Earlier this week E-consultancy’s own Drama 2.0 discussed current click fraud rates with PPC ad programs.

As an active user of PPC marketing, I wanted to chime in with my strategy for dealing with the issue.

There are a lot of companies that offer services designed to help online advertisers detect and defeat click fraud but if you have some basic skills with PHP and MySQL (or other languages/databases), you may not need them.

A few years ago, I developed my own little application that I use to keep track of my clicks and I’d like to share some of the basic components with you.

The Database

Create a MySQL table using the following:

CREATE TABLE `click_log` (
  `click_id` int(10) unsigned NOT NULL auto_increment,
  `group_id` int(10) unsigned NOT NULL,
  `timestamp` int(10) unsigned NOT NULL,
  `date` int(10) unsigned NOT NULL,
  `ip` varchar(25) NOT NULL,
  `user_agent` varchar(200) NOT NULL,
  `referer` varchar(300) NOT NULL,
  PRIMARY KEY  (`click_id`)

This table stores the following important pieces of data:

The ad group from which the click came, the time of the click, the IP address of the clicker, the user agent of the clicker’s browser and the website that referred the click (if any).

The Script

When setting up your campaigns, you will want to use a script that tracks the click and then redirects the user to the proper page.

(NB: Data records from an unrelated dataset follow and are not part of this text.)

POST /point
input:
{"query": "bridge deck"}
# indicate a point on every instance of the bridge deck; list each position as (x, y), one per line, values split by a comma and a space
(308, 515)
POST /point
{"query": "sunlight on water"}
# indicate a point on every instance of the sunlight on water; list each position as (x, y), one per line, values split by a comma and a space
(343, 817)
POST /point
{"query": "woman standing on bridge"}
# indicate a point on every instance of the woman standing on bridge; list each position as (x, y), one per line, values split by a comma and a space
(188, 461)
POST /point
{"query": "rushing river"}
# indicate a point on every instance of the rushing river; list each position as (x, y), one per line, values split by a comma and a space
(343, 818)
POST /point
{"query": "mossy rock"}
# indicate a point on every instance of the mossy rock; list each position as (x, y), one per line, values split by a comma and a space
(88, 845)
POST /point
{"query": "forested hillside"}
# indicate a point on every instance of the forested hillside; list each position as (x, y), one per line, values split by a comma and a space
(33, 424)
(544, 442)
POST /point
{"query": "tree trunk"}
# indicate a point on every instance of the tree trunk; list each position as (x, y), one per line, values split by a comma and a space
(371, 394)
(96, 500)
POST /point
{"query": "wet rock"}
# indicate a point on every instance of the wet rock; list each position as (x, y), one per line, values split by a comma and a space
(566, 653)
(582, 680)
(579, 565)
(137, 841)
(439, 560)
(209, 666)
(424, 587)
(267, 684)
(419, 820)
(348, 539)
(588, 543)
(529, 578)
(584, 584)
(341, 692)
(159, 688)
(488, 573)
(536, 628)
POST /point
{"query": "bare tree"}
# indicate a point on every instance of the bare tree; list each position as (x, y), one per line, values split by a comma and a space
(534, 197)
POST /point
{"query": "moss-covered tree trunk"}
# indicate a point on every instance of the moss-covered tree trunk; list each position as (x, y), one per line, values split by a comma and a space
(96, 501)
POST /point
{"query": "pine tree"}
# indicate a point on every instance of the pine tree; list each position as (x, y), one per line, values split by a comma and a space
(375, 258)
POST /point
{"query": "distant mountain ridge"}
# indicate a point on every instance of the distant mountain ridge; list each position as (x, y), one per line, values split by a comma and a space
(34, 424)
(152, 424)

I’ve cut out of my application the core code that deals with the tracking:


 $conn = @db_connect();
 $gid = trim(htmlentities(strip_tags($_GET[‘gid’])));
 $timestamp = time();
 $date = date(“Ymd”, $timestamp);
 $referer = $_SERVER[‘HTTP_REFERER’];
 $user_agent = $_SERVER[‘HTTP_USER_AGENT’];
 $log = @mysql_query(“INSERT INTO click_log (group_id, timestamp, date, ip, referer, user_agent) VALUES (‘$gid’, ‘$timestamp’, ‘$date’, ‘$ip’, ‘$referer’, ‘$user_agent’)”);
 //Add logic for redirecting the user based on the group ID – $gid

 header(“Location: $url”);


Note: db_connect is a common function included in functions.inc.php that connects to the MySQL database

The script is very straightforward. It inserts all of the data we’ve collected about the click into the database and redirects the user to the desired page based on the group ID associated with the ad campaign.

What’s Next?

Once you’re collecting this data, there’s really no limit to what you can do with it. The front-end that I built allows me to analyze the data and provides visual representations of the clicks my campaigns have received. It also lets me manage my campaigns.

If you’re collecting data and closely monitoring your campaigns, you will notice patterns and when you see something out of the ordinary (increasing number of clicks from a specific campaign, lots clicks coming from a specific geographic region, etc.), you can take appropriate action to try to determine if this is likely to be fraudulent and most importantly, can take action to make modifications to your campaigns if it is.

If you want to take things even further, you can expand your application to compare click data to the data provided by the PPC services you use (like AdSense). You can also integrate with web analytics software to gain insight into which clicks might be fraudulent by tracking what a “user” does on your website after the click.

One important thing to note is the fact that some of the data we’re collecting, such as referer, can be forged. But this does not mean that our methodology is flawed.

Remember – eliminating click fraud altogether is impossible. The goal is to catch click fraud patterns early on so that your losses aren’t greater than they need to be.